The loss penalty for imperfect equivariance (ℒ_equiv) is small throughout training for 3D rotations, meaning the primary trade-off is the 'efficiency gap' (slower training/inference of equivariant models) rather than a significant accuracy penalty.
The speed of learning equivariance is robust to model size (1M to 400M parameters), dataset size (500 to 1M samples), and optimizer choice, indicating it is a fundamental property of the learning task landscape.

Background and Gap： The field lacks a principled, quantitative understanding of how effectively and efficiently symmetry-agnostic models learn desired symmetries through data augmentation, making the architectural choice between equivariant and non-equivariant models largely heuristic and confounded by implementation details.

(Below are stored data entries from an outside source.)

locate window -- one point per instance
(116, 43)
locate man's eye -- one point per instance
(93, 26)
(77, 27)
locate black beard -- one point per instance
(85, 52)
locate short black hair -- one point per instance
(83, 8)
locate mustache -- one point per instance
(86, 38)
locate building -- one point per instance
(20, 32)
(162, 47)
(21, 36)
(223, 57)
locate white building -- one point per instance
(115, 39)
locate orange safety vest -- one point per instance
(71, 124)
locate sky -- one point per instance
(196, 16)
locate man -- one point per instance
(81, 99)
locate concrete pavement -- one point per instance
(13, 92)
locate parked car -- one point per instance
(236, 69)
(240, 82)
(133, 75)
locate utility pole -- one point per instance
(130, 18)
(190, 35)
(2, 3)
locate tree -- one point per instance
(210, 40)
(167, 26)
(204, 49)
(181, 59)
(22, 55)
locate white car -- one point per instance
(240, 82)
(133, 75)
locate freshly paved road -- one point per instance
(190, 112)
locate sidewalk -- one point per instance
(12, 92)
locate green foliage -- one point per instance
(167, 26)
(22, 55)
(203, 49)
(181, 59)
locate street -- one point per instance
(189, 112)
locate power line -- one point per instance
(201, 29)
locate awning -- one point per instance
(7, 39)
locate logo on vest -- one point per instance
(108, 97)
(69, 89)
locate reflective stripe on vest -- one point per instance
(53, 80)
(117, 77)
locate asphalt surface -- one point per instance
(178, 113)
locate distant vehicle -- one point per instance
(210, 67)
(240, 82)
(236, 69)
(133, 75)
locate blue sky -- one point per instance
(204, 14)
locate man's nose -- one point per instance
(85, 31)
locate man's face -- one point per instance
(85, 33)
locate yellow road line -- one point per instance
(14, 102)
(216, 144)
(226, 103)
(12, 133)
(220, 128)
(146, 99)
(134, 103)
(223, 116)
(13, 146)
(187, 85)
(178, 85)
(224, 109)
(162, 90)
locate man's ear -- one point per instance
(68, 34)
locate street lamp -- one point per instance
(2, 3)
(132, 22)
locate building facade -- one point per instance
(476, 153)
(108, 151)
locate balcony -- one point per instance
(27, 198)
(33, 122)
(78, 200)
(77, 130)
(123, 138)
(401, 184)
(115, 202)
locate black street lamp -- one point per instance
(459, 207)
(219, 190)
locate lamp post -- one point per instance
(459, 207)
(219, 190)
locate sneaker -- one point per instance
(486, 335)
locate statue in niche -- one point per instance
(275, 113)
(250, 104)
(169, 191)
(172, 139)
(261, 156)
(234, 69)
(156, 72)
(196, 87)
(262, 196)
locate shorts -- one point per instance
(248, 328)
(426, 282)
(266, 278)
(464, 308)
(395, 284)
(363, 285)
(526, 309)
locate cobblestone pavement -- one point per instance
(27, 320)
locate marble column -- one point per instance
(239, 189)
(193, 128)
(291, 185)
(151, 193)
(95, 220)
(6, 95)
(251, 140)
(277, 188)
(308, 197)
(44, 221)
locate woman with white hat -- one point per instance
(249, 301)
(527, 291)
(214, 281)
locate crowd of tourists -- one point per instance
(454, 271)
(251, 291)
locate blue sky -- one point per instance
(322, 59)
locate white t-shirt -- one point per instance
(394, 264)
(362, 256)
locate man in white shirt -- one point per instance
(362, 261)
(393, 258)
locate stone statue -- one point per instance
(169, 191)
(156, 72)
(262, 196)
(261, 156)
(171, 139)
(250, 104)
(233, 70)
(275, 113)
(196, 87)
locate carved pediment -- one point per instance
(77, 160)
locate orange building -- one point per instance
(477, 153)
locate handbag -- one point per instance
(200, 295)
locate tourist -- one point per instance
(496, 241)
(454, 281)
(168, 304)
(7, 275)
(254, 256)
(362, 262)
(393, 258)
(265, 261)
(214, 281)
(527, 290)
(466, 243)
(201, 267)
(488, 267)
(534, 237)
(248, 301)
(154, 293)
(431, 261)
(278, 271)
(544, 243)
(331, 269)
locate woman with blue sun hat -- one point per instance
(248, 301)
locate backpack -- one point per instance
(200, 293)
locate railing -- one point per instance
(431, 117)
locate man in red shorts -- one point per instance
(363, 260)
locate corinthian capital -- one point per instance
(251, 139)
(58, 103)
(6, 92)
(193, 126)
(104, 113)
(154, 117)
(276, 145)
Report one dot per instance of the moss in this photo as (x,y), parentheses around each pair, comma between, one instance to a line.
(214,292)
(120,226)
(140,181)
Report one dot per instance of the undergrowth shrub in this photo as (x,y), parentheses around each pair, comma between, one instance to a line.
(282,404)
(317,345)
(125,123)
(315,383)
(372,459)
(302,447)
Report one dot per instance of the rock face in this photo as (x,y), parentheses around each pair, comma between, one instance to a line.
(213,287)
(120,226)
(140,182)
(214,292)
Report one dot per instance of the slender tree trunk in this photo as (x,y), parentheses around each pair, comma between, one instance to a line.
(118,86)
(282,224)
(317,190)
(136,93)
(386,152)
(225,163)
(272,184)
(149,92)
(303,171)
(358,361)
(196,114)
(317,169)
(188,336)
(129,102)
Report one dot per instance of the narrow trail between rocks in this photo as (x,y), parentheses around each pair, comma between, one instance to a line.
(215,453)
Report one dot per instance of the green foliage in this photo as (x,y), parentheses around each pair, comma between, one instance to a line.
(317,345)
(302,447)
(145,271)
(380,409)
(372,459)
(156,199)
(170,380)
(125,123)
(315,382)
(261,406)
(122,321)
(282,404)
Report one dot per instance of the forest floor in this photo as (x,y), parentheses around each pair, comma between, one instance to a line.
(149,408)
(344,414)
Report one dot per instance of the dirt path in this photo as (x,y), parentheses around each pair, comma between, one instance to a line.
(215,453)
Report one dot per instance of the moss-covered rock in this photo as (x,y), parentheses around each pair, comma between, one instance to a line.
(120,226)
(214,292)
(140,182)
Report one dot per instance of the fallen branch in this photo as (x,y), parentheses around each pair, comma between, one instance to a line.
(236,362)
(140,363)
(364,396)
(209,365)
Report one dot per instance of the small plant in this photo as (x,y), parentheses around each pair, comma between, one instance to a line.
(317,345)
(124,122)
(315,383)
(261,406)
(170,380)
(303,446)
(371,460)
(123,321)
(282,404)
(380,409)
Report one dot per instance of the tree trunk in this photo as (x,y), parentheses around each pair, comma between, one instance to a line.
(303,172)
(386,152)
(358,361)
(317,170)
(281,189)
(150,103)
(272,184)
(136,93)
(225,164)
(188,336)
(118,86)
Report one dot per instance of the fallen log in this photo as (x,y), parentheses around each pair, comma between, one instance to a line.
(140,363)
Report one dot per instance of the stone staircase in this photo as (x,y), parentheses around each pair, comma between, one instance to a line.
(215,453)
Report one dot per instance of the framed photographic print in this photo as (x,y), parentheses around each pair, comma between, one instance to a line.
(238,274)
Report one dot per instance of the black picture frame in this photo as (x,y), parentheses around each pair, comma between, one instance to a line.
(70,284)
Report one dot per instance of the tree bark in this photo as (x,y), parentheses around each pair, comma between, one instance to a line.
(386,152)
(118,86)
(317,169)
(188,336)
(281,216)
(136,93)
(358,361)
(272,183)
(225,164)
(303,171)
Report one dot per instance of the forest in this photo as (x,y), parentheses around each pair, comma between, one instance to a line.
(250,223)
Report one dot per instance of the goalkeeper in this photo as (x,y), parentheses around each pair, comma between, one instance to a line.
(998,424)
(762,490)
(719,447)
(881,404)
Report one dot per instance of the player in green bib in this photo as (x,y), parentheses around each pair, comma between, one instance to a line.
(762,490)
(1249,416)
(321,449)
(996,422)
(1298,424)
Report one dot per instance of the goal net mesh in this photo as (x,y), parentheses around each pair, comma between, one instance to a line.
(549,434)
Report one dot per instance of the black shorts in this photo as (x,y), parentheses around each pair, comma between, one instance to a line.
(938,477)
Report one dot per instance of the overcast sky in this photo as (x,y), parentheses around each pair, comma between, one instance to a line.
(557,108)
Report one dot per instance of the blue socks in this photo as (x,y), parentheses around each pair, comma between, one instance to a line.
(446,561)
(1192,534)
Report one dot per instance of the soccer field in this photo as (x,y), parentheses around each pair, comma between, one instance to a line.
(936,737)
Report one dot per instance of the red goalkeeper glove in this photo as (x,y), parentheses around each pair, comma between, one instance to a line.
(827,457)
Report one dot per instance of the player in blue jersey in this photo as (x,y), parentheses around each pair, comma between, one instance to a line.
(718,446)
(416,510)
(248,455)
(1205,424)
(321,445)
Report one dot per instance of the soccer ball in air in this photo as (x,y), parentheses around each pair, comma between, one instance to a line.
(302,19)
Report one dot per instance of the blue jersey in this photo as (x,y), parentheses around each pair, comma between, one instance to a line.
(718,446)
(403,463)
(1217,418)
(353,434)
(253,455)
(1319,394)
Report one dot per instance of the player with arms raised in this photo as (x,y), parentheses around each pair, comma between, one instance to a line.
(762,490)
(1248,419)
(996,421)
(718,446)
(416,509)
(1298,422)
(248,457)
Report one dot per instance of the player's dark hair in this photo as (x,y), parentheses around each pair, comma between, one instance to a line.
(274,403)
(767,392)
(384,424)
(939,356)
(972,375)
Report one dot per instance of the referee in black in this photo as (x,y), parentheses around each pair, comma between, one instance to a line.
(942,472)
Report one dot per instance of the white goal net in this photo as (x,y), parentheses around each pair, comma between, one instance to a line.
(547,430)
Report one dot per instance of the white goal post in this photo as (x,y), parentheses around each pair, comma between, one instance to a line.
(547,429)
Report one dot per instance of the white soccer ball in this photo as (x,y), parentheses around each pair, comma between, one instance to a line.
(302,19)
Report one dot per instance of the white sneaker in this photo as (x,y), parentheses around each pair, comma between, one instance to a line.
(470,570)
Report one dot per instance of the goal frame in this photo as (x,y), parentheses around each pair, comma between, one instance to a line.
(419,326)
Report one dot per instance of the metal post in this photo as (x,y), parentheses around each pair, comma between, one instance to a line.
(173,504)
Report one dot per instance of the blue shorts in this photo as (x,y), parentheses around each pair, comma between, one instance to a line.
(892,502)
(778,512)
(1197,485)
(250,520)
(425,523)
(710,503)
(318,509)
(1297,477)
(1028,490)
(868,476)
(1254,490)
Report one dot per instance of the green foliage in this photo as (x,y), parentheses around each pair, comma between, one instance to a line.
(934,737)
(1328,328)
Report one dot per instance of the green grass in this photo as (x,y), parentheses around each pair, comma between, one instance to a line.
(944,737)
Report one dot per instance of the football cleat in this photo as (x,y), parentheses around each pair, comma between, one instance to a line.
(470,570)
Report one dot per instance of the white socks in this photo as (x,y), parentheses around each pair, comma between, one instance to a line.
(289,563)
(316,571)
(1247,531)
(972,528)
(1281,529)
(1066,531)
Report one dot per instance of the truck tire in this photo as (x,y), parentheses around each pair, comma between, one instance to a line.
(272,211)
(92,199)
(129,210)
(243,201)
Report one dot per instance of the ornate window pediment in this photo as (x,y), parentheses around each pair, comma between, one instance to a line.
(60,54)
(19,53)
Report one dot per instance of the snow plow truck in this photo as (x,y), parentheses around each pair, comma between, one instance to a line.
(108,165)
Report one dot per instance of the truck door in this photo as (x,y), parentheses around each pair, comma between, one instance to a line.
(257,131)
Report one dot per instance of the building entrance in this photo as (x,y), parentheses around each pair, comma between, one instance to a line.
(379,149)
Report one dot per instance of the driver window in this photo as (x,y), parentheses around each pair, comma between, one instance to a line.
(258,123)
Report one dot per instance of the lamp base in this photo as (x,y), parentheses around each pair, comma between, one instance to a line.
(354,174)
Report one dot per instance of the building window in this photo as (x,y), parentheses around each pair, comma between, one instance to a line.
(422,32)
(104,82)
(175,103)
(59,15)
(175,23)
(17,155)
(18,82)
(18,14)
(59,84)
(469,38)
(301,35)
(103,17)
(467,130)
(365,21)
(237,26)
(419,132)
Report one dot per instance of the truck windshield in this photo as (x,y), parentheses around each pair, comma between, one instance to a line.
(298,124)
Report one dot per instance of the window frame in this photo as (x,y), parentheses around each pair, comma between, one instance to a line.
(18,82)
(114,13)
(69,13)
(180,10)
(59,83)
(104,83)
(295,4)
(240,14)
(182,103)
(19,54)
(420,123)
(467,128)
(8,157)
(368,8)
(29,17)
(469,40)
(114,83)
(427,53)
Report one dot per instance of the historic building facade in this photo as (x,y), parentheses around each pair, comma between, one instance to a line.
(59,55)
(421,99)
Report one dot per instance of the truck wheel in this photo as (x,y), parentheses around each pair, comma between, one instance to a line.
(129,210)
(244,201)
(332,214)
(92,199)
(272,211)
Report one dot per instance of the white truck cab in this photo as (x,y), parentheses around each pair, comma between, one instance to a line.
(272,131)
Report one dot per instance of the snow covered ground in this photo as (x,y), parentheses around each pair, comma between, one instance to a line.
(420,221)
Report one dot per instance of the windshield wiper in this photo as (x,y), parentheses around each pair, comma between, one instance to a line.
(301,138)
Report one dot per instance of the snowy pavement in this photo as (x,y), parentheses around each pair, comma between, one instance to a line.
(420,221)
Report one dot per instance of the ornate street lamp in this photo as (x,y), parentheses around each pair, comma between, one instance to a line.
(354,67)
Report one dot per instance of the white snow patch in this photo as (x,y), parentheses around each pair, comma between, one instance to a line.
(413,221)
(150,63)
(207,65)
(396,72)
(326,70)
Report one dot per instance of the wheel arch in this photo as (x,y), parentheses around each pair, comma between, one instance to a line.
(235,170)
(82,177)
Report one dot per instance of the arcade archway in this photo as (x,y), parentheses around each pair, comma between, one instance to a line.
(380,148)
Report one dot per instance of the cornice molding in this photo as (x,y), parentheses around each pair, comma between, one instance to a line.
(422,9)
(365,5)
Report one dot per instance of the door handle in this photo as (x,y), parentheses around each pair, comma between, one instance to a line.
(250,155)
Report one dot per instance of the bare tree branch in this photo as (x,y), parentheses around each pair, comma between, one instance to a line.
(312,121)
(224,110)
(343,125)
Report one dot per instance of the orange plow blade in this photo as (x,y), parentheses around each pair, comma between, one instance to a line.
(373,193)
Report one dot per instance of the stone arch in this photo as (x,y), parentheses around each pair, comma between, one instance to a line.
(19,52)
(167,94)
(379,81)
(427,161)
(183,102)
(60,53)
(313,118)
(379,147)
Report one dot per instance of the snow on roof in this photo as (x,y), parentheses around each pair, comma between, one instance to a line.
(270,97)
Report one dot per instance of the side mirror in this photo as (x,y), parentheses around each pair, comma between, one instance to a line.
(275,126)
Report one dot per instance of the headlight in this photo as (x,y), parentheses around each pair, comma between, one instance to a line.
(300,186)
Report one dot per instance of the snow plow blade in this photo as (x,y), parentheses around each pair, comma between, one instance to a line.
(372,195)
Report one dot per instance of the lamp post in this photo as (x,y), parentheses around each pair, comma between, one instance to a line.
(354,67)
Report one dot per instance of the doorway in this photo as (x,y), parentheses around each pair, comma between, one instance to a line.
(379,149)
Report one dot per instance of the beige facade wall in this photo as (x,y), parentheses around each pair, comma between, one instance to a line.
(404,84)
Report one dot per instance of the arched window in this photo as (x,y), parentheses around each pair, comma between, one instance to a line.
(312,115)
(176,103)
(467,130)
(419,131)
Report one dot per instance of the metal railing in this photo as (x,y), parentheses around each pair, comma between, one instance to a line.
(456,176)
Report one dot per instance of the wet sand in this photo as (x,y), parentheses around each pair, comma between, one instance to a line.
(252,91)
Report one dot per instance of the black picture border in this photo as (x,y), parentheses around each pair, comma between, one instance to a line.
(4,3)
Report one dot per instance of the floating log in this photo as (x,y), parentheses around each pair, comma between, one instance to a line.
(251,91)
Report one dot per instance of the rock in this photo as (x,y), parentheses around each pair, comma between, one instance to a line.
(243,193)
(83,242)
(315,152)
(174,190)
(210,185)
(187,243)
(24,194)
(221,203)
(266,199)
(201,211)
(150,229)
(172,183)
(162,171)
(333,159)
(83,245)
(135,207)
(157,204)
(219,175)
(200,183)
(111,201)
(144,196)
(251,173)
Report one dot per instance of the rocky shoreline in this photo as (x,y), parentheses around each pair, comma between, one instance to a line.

Abstract: While data augmentation is widely used to train symmetry-agnostic models, it remains unclear how quickly and effectively they learn to respect symmetries. We investigate this by deriving a principled measure of equivariance error that, for convex losses, calculates the percent of total loss attributable to imperfections in learned symmetry. We focus our empirical investigation to 3D-rotation equivariance on high-dimensional molecular tasks (flow matching, force field prediction, denoising voxels) and find that models reduce equivariance error quickly to ≤2% held-out loss within 1k-10k training steps, a result robust to model and dataset size. This happens because learning 3D-rotational equivariance is an easier learning task, with a smoother and better-conditioned loss landscape, than the main prediction task. For 3D rotations, the loss penalty for non-equivariant models is small throughout training, so they may achieve lower test loss than equivariant models per GPU-hour unless the equivariant “efficiency gap” is narrowed. We also experimentally and theoretically investigate the relationships between relative equivariance error, learning gradients, and model parameters.